Investigation of a vibration mitigation method based on crowd flow control on a footbridge

Abstract

The vibration mitigation method based on crowd flow control is verified by comparing the numerical and experimental results of its damping performance. The pedestrian characteristics are simulated with the upgraded social force model to include the effects of obstacles on pedestrian commute in a blocking scenario. The coupling system’s control equation is established by loading a mass-spring-damping (MSD) model on the structure and the crowd-footbridge vertical interaction is analyzed. In this regard, a large-span interior footbridge in a shopping mall was analyzed, which had been presented in a previous study.

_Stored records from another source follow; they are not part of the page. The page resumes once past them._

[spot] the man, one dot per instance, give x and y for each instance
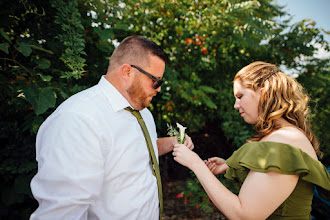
(93, 160)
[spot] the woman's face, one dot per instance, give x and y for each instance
(246, 102)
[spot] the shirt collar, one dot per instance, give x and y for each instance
(115, 98)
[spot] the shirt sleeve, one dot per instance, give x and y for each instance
(70, 167)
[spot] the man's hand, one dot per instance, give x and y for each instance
(188, 142)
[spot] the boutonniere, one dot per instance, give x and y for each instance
(180, 135)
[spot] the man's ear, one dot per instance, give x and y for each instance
(125, 71)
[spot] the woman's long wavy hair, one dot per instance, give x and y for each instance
(281, 97)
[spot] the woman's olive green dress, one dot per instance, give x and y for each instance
(285, 159)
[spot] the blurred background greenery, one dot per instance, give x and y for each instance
(50, 50)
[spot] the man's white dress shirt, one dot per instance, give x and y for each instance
(93, 161)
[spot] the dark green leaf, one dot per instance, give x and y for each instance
(25, 49)
(43, 63)
(5, 35)
(41, 99)
(4, 47)
(104, 34)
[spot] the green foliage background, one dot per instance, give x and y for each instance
(50, 50)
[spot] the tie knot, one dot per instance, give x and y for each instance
(136, 113)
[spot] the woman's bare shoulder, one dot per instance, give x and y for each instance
(294, 137)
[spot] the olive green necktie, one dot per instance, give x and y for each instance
(152, 156)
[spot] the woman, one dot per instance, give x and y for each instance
(278, 167)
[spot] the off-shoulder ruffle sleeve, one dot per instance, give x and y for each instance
(279, 157)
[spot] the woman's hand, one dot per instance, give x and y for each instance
(188, 142)
(216, 165)
(186, 157)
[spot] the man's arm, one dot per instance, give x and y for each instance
(70, 168)
(166, 144)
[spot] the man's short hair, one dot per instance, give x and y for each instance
(136, 50)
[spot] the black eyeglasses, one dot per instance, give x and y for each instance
(157, 81)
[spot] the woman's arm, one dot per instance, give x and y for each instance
(216, 165)
(260, 195)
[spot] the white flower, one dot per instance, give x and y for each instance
(182, 132)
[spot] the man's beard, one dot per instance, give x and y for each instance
(138, 95)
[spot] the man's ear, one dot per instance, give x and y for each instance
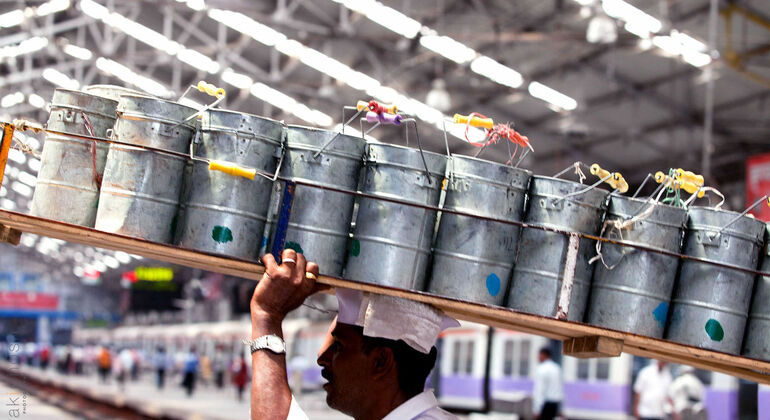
(382, 362)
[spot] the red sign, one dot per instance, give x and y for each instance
(758, 184)
(28, 300)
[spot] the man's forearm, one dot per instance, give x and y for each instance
(270, 394)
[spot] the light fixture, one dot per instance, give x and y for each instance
(12, 99)
(27, 46)
(499, 73)
(552, 96)
(78, 52)
(601, 30)
(129, 76)
(438, 97)
(60, 79)
(241, 81)
(447, 47)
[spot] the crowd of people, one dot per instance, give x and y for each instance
(123, 364)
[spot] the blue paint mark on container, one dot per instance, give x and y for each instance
(660, 313)
(493, 284)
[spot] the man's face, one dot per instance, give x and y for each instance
(345, 366)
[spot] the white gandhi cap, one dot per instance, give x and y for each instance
(417, 324)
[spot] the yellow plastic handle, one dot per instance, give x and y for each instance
(616, 181)
(475, 121)
(232, 169)
(210, 89)
(688, 176)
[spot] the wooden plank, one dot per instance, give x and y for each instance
(592, 346)
(10, 235)
(751, 369)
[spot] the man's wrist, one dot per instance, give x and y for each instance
(265, 323)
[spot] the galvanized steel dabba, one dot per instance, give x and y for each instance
(391, 242)
(473, 258)
(140, 191)
(67, 187)
(632, 292)
(757, 341)
(319, 225)
(539, 269)
(222, 213)
(710, 304)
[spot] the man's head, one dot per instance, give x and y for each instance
(544, 354)
(362, 370)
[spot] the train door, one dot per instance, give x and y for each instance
(597, 388)
(513, 363)
(462, 367)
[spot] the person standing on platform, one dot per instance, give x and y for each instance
(687, 394)
(549, 389)
(105, 364)
(240, 375)
(651, 391)
(219, 365)
(160, 362)
(190, 371)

The numerical vibration mitigation efficiency of the crowd motion control to different loading conditions is compared to the experimental results of a laboratory footbridge and the percentage of maximum numerical error is 16.7%. The vibration mitigation mechanism is described from the energy perspective. The numerical results were found consistent with the experimental data, and the pedestrian motion data in the simulation environment has enough reliability. It was found that choosing the location of obstacles can effectively help mitigate the vibration of the system. The relationship between the vibration mitigation rates, the number of obstacles, and the pedestrian densities were statistically analyzed to discuss the crowd control system’s performance. The analyses demonstrate that the mitigation rate is directly affected by the number of obstacles in a specific crowd density range. It can be concluded that the mitigation performance of the hybrid mitigation method with Layout 1 is significantly more effective than Layout 2 at high pedestrian density.